Kebijakan pemerintah daerah dinilai memicu pelanggaran HAM. Diantaranya melalui peraturan daerah yang mengancam sektor informal (pedagang kaki lima, nelayan dan petani) serta Perda-Perda syariah. Penilaian itu dilontarkan Komisi Untuk Orang Hilang dan Korban Tindak Kekerasan (Kontras), Jumat (21/1) lalu.
Menurut Gamawan, ada beberapa hal yang bersifat lokal terkadang harus dihormati. Ia mencontohkan di Bali, dimana ketika hari raya Nyepi berlangsung tak ada yang boleh menyalakan api, bahkan pesawat pun tidak boleh terbang (take off). "Itu kan harus kita hormati. Tapi yang menyeluruh, seperti kalau ada kekhususan tertentu yang tidak mengganggu yang lain, menurut saya boleh saja," ujarnya.
Ia juga mencontohkan, misalnya di suatu daerah masyarakatnya sampai 100 persen beragama tertentu, lalu disana ada Perda yang bersifat menganjurkan, menurut dia tidak menjadi masalah. "Tapi kalau misalnya (aturan Perda) tidak dikerjakan lalu dihukum, tidak seperti itu.
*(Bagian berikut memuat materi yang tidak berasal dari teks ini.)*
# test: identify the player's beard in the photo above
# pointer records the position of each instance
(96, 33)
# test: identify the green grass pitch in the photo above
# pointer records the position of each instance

Kan Perda (hanya) menganjurkan," kata dia.
Hal yang tidak diperbolehkan, menurut Gamawan, adalah jika Perda tersebut bertentangan dengan kepentingan umum atau bertentangan dengan regulasi yang lebih tinggi. "Nah itu yang tidak boleh," ujarnya.
Saat ini Kementerian Dalam Negeri sedang mengevaluasi sekitar 3000 Perda bermasalah. Kewajiban evaluasi menjadi peluang untuk melakukan perbaikan terhadap kekeliruan, baik yang bersifat pelanggaran aturan yang lebih tinggi maupun yang tidak cocok dengan ketentuan-ketentuan yang ada.